Ever since Benjamin Franklin's time lightning has been understood to be a large electrical discharge similar to that seen when a conductive object (like a metal doorknob) is touched after a static electric charge is picked up (by feet scuffing across carpet, for example). But whereas the spark from static electricity measures a centimeter or less in length, a lightning channel can span five kilometers or more. (Also, cloud-to-ground lightning involves electrical currents on the order of tens of thousands of amps. In contrast, a circuit breaker for a common household circuit is usually rated at 20 amps.) Because of its extreme scale, lightning is a complex physical phenomenon.
During a thunderstorm the lower portion of a cloud contains a region that accumulates a large negative charge and the upper portion becomes positively charged. Also, a positive charge is induced on the surface of the earth, because the negative charge in the cloud is closer to the ground. Although some lightning strikes, or lightning flashes, transfer the positive charge to ground, such positive flashes are rare in comparison to lightning flashes that transfer negative charge to ground. From the appearance of a lightning flash it is clear that this charge transfer occurs in a channel with a width that is small compared to its length. Because air is normally an electrical insulator, it must break down so that the conductive channel can form in order for a lightning flash to occur. This breakdown of the air between the cloud and the ground does not happen all at once, however. Instead, it happens in discrete steps of about 50 meters, with each step taking about one microsecond and about 50 microseconds elapsing between steps. Because of the discrete nature of this process, the initial channel of a lightning flash is called a stepped leader.

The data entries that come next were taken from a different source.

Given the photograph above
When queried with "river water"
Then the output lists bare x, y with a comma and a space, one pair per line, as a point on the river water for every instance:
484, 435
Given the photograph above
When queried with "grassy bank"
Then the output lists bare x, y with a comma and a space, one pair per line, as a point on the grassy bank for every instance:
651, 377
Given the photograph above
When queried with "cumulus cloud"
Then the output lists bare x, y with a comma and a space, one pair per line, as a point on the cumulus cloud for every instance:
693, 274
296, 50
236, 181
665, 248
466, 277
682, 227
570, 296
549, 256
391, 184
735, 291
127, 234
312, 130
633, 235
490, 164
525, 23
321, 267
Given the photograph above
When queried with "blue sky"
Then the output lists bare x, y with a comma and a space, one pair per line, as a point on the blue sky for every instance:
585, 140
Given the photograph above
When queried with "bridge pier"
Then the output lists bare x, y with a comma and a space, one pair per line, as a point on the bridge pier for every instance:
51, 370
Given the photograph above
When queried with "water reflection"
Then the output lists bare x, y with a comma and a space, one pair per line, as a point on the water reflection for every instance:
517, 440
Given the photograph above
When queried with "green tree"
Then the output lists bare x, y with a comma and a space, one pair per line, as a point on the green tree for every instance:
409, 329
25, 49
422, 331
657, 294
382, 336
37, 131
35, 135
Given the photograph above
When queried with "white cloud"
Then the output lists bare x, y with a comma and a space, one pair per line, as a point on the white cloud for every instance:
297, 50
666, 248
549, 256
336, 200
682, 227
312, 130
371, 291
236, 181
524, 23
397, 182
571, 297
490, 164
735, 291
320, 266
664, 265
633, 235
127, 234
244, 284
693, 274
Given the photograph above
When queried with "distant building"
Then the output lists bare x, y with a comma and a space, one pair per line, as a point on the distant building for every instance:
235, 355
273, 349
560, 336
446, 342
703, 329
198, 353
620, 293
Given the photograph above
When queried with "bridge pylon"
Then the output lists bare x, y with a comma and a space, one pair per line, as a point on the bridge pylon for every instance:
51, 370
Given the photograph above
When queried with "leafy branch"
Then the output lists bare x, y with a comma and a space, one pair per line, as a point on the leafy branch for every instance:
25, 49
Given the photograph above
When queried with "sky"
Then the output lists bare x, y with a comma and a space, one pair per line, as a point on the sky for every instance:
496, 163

Although the formation of a lightning channel is a result of the attraction between negative charge in the cloud and positive charge induced in the ground, the individual steps are often far from vertical. (Note the small horizontal section of the channel shown in the photograph above.) This variability arises because the conductivity of the air is not uniform. The channel will tend to extend out to regions of higher conductivity (as shown in the figure by some of the branches actually pointing slightly upward). As a result, the relatively short step size and the random distribution of such regions of higher conductivity render the channel jagged rather than smooth. Also, the point where the channel contacts the ground may be displaced a considerable distance horizontally from the point inside the cloud where the channel began.